L'innovation doit être une disposition sociale, autrement dit une disposition générale et non l'attribut d'une minorité. C'est ainsi que les bonnes innovations s'imposeront et se diffuseront rapidement. Il ne s'agit pas de remettre le pouvoir de décider que faire à une minorité. Il s'agit de faire de chaque agent un élément actif dans son milieu : dans ce milieu humain et non humain que puis-je faire qui améliore son fonctionnement ? Une innovation agit sur le milieu, mais le milieu agit aussi sur l'innovation. Il peut s'en porter mieux ou moins bien. Nous avons jusqu'ici développé des dispositions négatives à l'égard du savoir et du milieu.

Fenêtre d'opportunité

La fenêtre d'opportunité ouverte aux sociétés postcoloniales pour faire irruption dans ce que certains appellent une seconde modernité ne s'éternisera pas. Il faudra bientôt payer pour ce à quoi l'on accède aujourd'hui gratuitement. En tant qu'universitaire, j'ai connu deux " révolutions " : l'accès à l'encyclopédie par le moyen des CD-ROM et de l'ordinateur. Ils m'ont donné un accès au savoir dans sa globalité, je pouvais situer ma réflexion par rapport à d'autres chercheurs, avoir une meilleure connaissance du marché intellectuel. Ce que ne pouvait me donner ma communauté.

La seconde a consisté dans l'accès aux moteurs de recherche intelligents (IA) qui m'épargne une lecture considérable et me permet d'affiner ma recherche rapidement.

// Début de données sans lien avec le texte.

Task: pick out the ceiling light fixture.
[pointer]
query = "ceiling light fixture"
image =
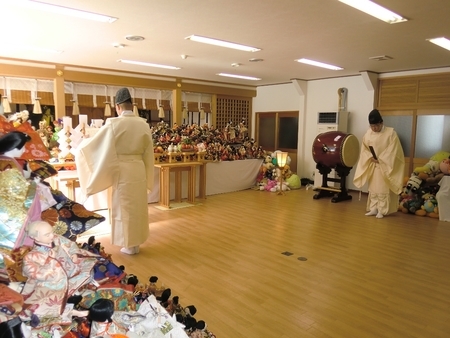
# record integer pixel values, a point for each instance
(318, 64)
(134, 38)
(375, 10)
(4, 46)
(147, 64)
(221, 43)
(240, 76)
(441, 42)
(67, 11)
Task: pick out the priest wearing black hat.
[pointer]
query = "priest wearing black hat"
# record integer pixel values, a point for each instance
(120, 156)
(381, 165)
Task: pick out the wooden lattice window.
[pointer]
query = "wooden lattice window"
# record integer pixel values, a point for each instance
(233, 109)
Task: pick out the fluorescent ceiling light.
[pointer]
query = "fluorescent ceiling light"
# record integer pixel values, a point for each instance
(67, 11)
(221, 43)
(375, 10)
(6, 46)
(147, 64)
(319, 64)
(441, 42)
(240, 76)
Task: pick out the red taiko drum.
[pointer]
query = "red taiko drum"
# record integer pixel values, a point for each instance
(335, 148)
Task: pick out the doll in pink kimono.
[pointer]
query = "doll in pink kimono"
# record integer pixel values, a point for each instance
(56, 269)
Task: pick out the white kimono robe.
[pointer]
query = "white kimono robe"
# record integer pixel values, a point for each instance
(120, 156)
(385, 179)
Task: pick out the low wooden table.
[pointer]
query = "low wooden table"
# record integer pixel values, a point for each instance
(70, 177)
(178, 168)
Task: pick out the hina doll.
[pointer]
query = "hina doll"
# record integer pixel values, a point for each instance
(56, 269)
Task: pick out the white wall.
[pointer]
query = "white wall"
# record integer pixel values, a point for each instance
(316, 96)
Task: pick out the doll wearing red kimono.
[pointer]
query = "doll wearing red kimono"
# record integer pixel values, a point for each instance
(56, 268)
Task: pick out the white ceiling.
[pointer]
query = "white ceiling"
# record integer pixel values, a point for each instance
(285, 30)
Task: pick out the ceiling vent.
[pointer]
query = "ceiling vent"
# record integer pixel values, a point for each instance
(380, 58)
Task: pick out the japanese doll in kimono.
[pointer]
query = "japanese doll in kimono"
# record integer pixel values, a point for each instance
(68, 217)
(56, 269)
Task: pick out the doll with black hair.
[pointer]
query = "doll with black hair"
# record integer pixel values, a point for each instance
(12, 145)
(14, 328)
(100, 315)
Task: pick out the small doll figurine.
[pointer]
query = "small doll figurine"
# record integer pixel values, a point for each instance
(100, 315)
(14, 328)
(56, 269)
(13, 145)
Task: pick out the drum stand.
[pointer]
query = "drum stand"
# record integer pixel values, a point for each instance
(326, 191)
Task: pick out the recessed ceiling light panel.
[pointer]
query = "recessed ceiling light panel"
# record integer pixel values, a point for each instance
(134, 38)
(67, 11)
(441, 42)
(221, 43)
(375, 10)
(381, 58)
(239, 76)
(147, 64)
(318, 64)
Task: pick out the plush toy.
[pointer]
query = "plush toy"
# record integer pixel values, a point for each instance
(413, 185)
(429, 207)
(431, 168)
(270, 185)
(294, 181)
(444, 166)
(283, 187)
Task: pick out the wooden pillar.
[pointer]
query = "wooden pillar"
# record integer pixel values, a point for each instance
(214, 110)
(58, 93)
(177, 105)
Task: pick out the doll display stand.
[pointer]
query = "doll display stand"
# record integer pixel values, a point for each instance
(443, 199)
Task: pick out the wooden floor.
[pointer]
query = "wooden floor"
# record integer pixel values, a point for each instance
(362, 277)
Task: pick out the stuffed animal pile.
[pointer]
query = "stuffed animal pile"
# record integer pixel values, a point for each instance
(420, 189)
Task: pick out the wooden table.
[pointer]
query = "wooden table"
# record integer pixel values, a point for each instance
(70, 177)
(178, 167)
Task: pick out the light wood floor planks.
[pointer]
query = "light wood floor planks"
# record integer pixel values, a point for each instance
(363, 277)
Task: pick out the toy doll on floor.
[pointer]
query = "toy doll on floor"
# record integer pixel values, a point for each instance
(102, 323)
(56, 269)
(70, 217)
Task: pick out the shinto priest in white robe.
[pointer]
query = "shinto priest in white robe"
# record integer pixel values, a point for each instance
(120, 156)
(385, 179)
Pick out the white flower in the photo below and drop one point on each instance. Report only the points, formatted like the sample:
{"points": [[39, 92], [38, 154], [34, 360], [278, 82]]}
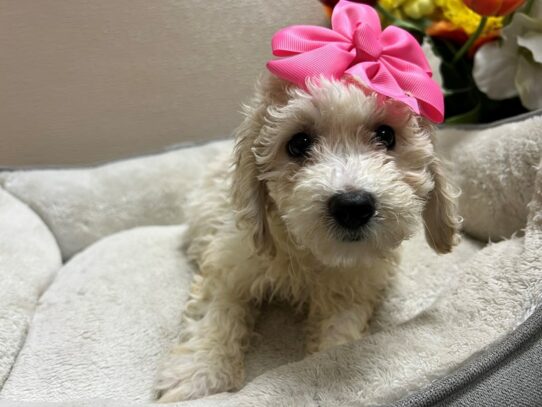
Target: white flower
{"points": [[513, 66]]}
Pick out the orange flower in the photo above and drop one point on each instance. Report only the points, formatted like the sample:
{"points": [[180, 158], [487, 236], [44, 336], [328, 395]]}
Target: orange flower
{"points": [[493, 7], [446, 30]]}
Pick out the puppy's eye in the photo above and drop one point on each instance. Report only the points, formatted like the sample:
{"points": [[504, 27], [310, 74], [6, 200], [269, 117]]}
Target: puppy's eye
{"points": [[299, 145], [385, 135]]}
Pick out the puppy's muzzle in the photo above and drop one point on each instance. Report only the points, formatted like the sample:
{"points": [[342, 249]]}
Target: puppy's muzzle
{"points": [[352, 210]]}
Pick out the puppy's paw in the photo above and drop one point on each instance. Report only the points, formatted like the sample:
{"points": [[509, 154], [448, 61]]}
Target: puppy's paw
{"points": [[187, 376]]}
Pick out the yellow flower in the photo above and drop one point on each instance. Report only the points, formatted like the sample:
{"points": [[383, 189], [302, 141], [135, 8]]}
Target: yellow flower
{"points": [[409, 8], [454, 11], [460, 15]]}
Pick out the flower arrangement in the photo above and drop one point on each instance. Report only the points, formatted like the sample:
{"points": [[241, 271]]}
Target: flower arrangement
{"points": [[488, 52]]}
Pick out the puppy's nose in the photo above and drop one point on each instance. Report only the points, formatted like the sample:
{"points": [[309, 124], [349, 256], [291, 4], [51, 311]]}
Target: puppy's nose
{"points": [[352, 210]]}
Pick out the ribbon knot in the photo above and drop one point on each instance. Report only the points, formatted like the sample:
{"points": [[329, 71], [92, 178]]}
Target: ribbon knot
{"points": [[367, 43], [389, 62]]}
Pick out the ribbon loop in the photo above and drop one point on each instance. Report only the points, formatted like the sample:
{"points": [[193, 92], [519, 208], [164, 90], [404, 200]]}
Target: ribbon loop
{"points": [[389, 62]]}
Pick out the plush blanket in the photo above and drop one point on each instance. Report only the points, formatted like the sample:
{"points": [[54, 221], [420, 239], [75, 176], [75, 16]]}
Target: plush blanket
{"points": [[95, 328]]}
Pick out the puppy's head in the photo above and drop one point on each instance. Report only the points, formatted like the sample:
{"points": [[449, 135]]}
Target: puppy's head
{"points": [[349, 174]]}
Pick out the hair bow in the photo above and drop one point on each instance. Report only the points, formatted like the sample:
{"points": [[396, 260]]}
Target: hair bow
{"points": [[389, 62]]}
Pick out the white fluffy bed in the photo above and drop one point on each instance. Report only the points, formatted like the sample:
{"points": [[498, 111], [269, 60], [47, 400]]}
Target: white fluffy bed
{"points": [[94, 281]]}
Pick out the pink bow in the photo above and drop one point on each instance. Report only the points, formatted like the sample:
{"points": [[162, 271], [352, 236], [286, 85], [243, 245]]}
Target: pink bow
{"points": [[389, 62]]}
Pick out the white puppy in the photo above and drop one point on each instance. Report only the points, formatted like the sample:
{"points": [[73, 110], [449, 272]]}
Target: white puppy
{"points": [[325, 185]]}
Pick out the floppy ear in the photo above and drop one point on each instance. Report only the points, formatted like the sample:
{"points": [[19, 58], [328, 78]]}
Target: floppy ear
{"points": [[250, 196], [440, 212]]}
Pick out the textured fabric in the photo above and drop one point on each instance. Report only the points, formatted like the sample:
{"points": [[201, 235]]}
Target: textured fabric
{"points": [[113, 310], [80, 206], [507, 373], [389, 62], [29, 258]]}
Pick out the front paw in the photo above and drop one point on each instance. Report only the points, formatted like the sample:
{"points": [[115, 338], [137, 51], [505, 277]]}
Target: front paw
{"points": [[189, 375]]}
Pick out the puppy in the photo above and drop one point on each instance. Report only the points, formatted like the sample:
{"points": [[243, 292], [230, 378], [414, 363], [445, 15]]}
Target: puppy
{"points": [[326, 183]]}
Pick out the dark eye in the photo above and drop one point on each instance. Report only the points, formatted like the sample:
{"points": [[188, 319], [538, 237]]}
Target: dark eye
{"points": [[299, 145], [385, 135]]}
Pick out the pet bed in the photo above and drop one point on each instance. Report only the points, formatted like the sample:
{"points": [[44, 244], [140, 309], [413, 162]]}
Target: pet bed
{"points": [[94, 281]]}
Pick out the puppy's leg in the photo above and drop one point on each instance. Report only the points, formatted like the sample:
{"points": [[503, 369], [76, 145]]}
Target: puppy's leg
{"points": [[336, 324], [210, 357]]}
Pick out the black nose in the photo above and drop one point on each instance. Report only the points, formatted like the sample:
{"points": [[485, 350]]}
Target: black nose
{"points": [[352, 210]]}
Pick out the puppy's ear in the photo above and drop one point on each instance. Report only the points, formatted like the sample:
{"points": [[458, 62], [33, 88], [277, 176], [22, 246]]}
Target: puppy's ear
{"points": [[250, 196], [440, 212]]}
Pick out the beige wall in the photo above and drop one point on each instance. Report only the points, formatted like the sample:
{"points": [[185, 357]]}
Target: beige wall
{"points": [[84, 81]]}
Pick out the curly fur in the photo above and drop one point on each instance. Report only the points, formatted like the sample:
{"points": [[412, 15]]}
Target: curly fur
{"points": [[259, 228]]}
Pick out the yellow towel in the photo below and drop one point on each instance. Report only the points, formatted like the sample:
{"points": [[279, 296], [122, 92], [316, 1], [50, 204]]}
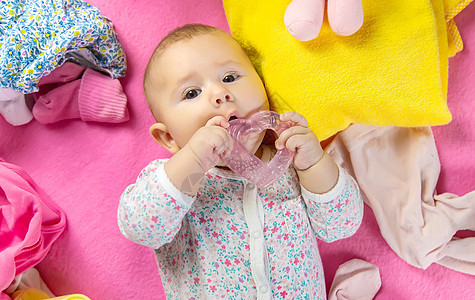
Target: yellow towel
{"points": [[393, 71]]}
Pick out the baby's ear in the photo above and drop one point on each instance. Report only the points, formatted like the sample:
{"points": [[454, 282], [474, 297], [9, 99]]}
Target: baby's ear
{"points": [[160, 134]]}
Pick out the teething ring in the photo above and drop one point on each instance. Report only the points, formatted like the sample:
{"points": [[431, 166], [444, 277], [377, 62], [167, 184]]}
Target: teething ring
{"points": [[246, 164]]}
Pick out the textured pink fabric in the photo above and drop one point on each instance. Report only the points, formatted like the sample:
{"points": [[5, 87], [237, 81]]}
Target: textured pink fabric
{"points": [[85, 166], [29, 223]]}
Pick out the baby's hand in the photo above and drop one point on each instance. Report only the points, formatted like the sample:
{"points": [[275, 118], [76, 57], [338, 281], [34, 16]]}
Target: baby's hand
{"points": [[301, 140], [209, 142]]}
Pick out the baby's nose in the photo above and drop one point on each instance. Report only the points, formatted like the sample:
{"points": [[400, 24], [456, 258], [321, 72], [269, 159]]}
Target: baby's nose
{"points": [[224, 98]]}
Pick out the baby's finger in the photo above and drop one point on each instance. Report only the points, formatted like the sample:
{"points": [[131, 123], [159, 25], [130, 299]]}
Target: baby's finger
{"points": [[284, 136], [294, 117]]}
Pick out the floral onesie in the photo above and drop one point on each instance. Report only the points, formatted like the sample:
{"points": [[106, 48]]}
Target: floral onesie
{"points": [[235, 241]]}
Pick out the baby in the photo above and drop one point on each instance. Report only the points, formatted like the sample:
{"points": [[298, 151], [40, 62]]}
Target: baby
{"points": [[214, 233]]}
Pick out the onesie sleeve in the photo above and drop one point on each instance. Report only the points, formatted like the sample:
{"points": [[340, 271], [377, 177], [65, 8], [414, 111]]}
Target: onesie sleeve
{"points": [[152, 209], [338, 213]]}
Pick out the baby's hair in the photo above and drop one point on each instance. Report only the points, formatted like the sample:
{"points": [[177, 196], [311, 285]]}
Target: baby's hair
{"points": [[183, 33]]}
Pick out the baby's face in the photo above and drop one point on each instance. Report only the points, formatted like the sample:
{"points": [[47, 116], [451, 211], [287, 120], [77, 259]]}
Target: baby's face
{"points": [[204, 77]]}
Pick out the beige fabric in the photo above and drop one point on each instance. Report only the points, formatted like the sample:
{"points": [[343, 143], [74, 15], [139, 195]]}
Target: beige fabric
{"points": [[355, 279], [397, 170]]}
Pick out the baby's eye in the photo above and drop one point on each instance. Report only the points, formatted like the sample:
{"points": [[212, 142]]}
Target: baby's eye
{"points": [[230, 78], [192, 94]]}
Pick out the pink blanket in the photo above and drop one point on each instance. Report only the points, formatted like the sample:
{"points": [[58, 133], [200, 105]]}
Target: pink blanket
{"points": [[84, 167]]}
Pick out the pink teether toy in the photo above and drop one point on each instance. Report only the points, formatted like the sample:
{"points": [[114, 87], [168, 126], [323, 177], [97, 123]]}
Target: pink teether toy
{"points": [[246, 164]]}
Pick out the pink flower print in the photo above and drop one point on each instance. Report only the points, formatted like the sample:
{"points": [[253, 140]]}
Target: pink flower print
{"points": [[296, 261]]}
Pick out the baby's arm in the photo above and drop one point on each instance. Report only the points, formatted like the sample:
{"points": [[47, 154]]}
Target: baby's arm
{"points": [[337, 213], [334, 203], [151, 210]]}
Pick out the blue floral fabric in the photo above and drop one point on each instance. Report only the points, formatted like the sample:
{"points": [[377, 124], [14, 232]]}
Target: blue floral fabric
{"points": [[37, 36]]}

Le savoir n'est gratuit que parce que les machines intelligentes ne paient pas de droits aux auteurs dont elles empruntent le contenu de leurs œuvres. Mais les machines intelligentes qui ont pu s'entraîner gratuitement ne vont pas tuer leur poule aux œufs d'or. Elles paieront le travail dont elles ont besoin, si elles veulent ne pas s'en abstenir.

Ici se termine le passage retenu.